Neupreisersatz nur bei Anschaffung eines Neufahrzeuges

Besonderes Interesse des Geschädigten am Eigentum ist ausschlaggebend

12.08.2010 | Autor: autorechtaktuell.de

Die Abrechnung eines Schadens auf Neuwagenbasis ist nur dann möglich, wenn sich der Geschädigte tatsächlich ein neues Fahrzeug anschafft und dies gegebenenfalls darlegen und beweisen kann. Unter engen Voraussetzungen (Laufleistung unter 1.000 km, Zulassungsdauer unter einem Monat) wird dem Geschädigten eines Verkehrsunfalles ein Anspruch auf Neuwagenersatz zuerkannt: Trotz oftmals weitaus geringerer Reparaturkosten bezahlt die Versicherung gegen Abzug des Restwertes die Anschaffung eine Neuwagens. Zugrunde liegt ein Urteil des Kammergerichts (KG) Berlin vom 12.04.2010 (AZ: 12 U 99/09).

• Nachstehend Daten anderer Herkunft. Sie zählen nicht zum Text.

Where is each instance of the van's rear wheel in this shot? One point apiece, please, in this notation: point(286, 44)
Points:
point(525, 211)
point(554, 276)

Demnach gibt es außer diesem Neuwagenersatz nur noch eine weitere Konstellation, in der an sich unwirtschaftliche Kosten von der gegnerischen Versicherung dennoch übernommen werden müssen, die 130-Prozent-Regel. Während es beim Neuwagenersatz darum geht, dass der Wagen zu neu ist, dass es dem Geschädigten zugemutet werden könnte, die Beschädigung zu akzeptieren, geht es bei der 130-Prozent-Regel meist um den gegenteiligen Fall. Die Reparatur älterer Fahrzeuge ist oft unwirtschaftlich, gerade an diese älteren Fahrzeuge haben sich deren Besitzer aber oft besonders gewöhnt. Es soll gewissermaßen das Vertrauensverhältnis zwischen Besitzer und Fahrzeug geschützt werden.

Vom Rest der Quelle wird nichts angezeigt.